Hello all iron gurus!
Another "soldering by numbers" guy here. I'm stuck in debugging this great pedal. Layout is from bangerang101, pcb etched by local tech. Its (almost) all working fine except of bad oscillation if feedback knob turned about 3/4 CW  (7.6K between 1 and 2 lug). I use icl7660scpa inverter, 4558 chips (also tried  tl072).
Readings on ICs 1-4 are about these values:
-0.5mV  9.22V
+0.5mV  50mV
0           2mv
-8.23V    0

IC 5:
50mV   9.23V
40mV   3.3-3.8V
40mv    200mV
-8.25V   200mV

IC 6:
-6/+6V     8.55V
0             -3/+3V
-2/+3V     3mV
-8.25V      0

ICL7660s:
9.23V    9.23V
4.65V    7.46V
1mV     5.21V
-4.01V   -8.26V

I tried to change feedback pot, change values of r7 and r26 with no big success.
One finding while debugging is if I change R7 with variable resistor (10K iirc) i can tune some kind of "deepness" of the effect. Very nice mod for my ears, so i plan to make additional external pot for it.
I also read somewhere that lt1054 is a better option, but i can't buy for now.

Your help would be greatly appreciated.

hatchet

#1
i can add photos if needed...

Bret608

Hi,

I built this last year and like it a lot. Hopefully we can help get this sorted out! My first question would be: did you follow the set-up procedure for the on-board trimpots in Bangerang101's original thread? Not sure if that makes a difference; just thinking out loud.

midwayfair

The trims are just to adjust the oscillator, they don't affect the dry signal behavior in any way.

This is not totally abnormal. The feedback pot really is feedback, so turning it all the way up is sending an in-phase signal from the output back to the input.
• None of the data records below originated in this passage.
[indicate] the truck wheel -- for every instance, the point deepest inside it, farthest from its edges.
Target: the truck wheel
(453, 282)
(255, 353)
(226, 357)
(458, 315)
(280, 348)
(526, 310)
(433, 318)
I'm guessing your feedback is a fairly high pitch.

R7 in the stock unit limits the feedback to a little under half of the volume, and ALSO forms a filter with C5 at about 6KHz. If R7 gets too small, it starts letting in more and more high frequencies, which results in more and more oscillation even without playing anything, just like pointing a microphone at a speaker. So what you probably want to do is filter it a little more strongly, and leave R7 as the stock value. Replace R7 with the 8k2 again and if it still oscillates, increase C5 to 4n7 (4KHz) or even as high as 10nF (~2KHz). Use a socket if you like. It will affect the sound a bit (it alters where the "notches" appear that creates the phase shift effect) so you probably only want to make the cap as big as you absolutely have to in order to kill the oscillation.

Of course, if it sounds good to you before you reach the point where it oscillates, you can leave that cap alone and simply make R7 10K or 11K.

The other possibility is that your charge pump is creating the whine, but as long as pins 1 and 8 are connected it should be just fine.

sl8v

thanks for your help, Jon and Bret. yes, "whine" is the better word here. when i try change r7 (Vr=25k) with feedback knob off - there is no whine or other bad sounds, just like intensity of effect is changed. maaaybe i have a mistake in pcb (it was rewritten to .lay format) - need to check it third time. with all values stock on powered pedal and effect in "Off" there are some values readings:
fb - pin1<- 7.62k-> pin2 <- 2.2k-> pin3 (border of whining)
r26 - 3,20k
r7 - 4.87k
when pedal in ON - r7 increases to 6.3k . i changed r26 to 12k but that also changed feedback usability. will try cap values soon.
Only increasing r7 doesn't help.
One more question - is difference of ~1v (+9V against -8.25v) could be a reason?